Investing can be a terrific way to unlock a second income stream. And for those with a substantial pile of savings of £100,000 in the bank, building this passive revenue stream doesn’t take very long either. In fact, just a few simple steps.
Turning savings into income
Obviously, not everyone has the luxury of having a hundred grand saved up. In fact, in 2025, Finder has reported that the average person in Britain has around £16,067 in the bank. But that number gets considerably larger among older generations, aged 55 and above.
So how exactly can six-figure savings be transformed into a second income stream using the stock market? One of the easiest methods is to turn to large-cap FTSE dividend stocks.
These are businesses whose growth days may be behind them, but the consistency of cash flow generation paves the way for a steady outflow of shareholder payments. As such, investors enjoy a combination of passive income paired with usually low levels of volatility.
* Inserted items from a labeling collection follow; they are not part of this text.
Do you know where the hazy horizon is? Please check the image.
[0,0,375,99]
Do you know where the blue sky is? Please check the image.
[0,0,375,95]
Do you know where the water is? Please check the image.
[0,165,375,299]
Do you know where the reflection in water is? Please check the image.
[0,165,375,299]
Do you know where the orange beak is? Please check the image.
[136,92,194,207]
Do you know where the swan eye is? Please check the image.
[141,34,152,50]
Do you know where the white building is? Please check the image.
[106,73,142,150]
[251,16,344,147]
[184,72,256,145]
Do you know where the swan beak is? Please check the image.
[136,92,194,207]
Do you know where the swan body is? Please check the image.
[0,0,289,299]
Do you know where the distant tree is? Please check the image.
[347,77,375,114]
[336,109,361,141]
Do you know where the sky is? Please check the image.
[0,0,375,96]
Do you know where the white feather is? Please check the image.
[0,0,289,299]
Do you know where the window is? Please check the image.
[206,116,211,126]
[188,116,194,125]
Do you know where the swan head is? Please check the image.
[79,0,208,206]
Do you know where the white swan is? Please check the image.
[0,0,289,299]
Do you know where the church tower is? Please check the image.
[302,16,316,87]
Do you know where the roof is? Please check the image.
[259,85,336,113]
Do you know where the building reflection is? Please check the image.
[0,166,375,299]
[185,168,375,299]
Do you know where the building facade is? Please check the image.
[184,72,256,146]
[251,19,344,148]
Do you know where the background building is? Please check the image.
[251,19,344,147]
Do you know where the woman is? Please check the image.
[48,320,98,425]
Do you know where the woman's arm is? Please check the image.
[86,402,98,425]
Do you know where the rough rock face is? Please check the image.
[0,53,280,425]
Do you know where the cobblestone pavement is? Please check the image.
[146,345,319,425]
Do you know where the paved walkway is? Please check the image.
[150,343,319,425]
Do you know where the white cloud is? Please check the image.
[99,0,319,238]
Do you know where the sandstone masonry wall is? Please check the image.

By investing in a FTSE 100 index tracker fund right now, it’s possible to unlock a 3.6% annual yield. So for a £100,000 initial investment, that translates into a £3,600 annual income stream immediately unlocked. But instead of relying on an index fund, investors can be more selective, hand-picking leading businesses with a far more impressive income offering.
Achieving a higher yield through stock picking
Despite what the average analyst suggests, there are plenty of high-yield opportunities investors can capitalise on in the FTSE 100. Some even reach as high as 10%, unlocking a £10,000 second income overnight. The challenge is that high yields are often unsustainable. And should dividends get cut, that five-figure income could disappear in a short space of time.
Yet there are still plenty of larger yields sitting around the 5% marker that offer superior income opportunities to an index fund without having to take on high levels of risk. Take J Sainsbury (LSE:SBRY) as an example. This retail giant’s shares currently offer a 5.2% yield with a relatively stable share price.
With the supermarket’s Nectar loyalty scheme keeping customers flowing through the doors, its underlying earnings have been steadily rising over the years despite fierce competition from rivals like Tesco. As such, ignoring the small and understandable payout cut during the Covid-19 pandemic, dividends have been hiked or maintained every year since 2017.
Does that make it a bulletproof income investment? Of course not. Every stock, even large-caps, has its weak spots. In the case of Sainsbury’s the retailer has accumulated a fairly significant chunk of debt on its balance sheet that’s putting pressure on already-tight net profit margins.
So if it can’t keep shoppers returning to its stores, disruption to cash flow, even temporarily, could compromise the yield. But given its impressive track record of sustainability, the company might be worthy of a closer inspection.
Best practises
Given the risks of an investor putting all their eggs in one basket, concentrating a £100,000 investment into a single-income stock likely isn’t a sensible idea. Fortunately, there are plenty of other FTSE stocks offering yields around 5% offering ample diversification options. And if constructed prudently, a 5%-yielding portfolio could easily transform a £100,000 lump sum into a £5,000 second income stream overnight.